The MATS, along with advancements in the power sector, have driven sharp reductions in harmful pollutants. EPA has estimated that by 2017, mercury emissions from power plants were reduced by 86 percent, acid gas emissions by 96 percent, and non-mercury metal emissions by 81 percent compared to pre-MATS levels in 2010.

Prior to the MATS, coal- and oil-fired power plants were the largest domestic source of mercury and other toxic pollutants such as hydrogen chloride and selenium. In addition, they were among the largest domestic emitters of arsenic, chromium, cobalt, nickel, hydrogen cyanide, beryllium, and cadmium.

The Edison Electric Institute commended the EPA for its action to restore MATS.

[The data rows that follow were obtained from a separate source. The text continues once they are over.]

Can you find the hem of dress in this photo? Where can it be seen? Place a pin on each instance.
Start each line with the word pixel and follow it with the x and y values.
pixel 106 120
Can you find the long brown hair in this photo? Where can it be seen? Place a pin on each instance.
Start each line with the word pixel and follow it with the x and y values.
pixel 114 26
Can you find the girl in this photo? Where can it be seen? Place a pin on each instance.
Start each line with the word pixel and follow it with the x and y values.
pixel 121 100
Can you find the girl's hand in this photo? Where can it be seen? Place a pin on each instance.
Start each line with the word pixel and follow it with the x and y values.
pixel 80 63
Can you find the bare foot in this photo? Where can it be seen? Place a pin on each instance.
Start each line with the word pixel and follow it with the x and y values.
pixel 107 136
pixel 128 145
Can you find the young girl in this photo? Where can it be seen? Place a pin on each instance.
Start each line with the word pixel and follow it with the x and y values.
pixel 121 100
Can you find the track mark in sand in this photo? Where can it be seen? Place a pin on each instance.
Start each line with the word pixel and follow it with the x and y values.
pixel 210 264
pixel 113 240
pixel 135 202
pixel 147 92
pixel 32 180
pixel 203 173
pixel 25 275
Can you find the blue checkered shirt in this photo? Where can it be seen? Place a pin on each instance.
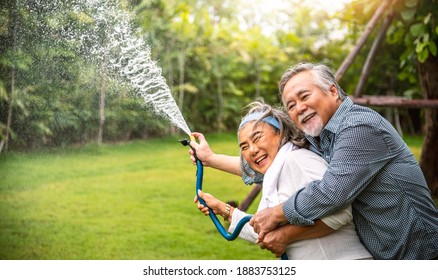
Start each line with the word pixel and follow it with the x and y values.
pixel 372 168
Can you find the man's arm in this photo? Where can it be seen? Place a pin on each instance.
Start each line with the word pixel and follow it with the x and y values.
pixel 355 162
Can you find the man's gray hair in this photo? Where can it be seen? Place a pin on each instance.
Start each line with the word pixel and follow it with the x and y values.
pixel 322 77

“EEI and our investor-owned electric company members thank Administrator Regan and the U.S. Environmental Protection Agency (EPA) for restoring the appropriate and necessary determination underpinning the Mercury and Air Toxics Standards. EEI’s member companies have fully and successfully implemented MATS for years,” EEI President Tom Kuhn said. “EEI’s member companies and the electric power industry collectively have invested more than $18 billion to install pollution control technologies to meet these standards. Since 2010, our industry has reduced its mercury emissions by more than 91 percent, and we have seen a significant change in our nation’s energy mix, which is getting cleaner and cleaner every day.”

U.S. Sen. Tom Carper (D-DE), chair of the Senate Environment and Public Works (EPW) Committee, also praised the EPA for this ruling.

“When the previous administration chose to remove the legal underpinnings of the MATS rule, they ignored the irrefutable science on the devastating impacts that mercury has on children’s health. Fortunately, EPA is now correcting course and bolstering the MATS rule. This decision will help ensure that our nation’s power plants continue to run on effective pollution control technology that protects communities’ health and economic wellbeing,” Carper said.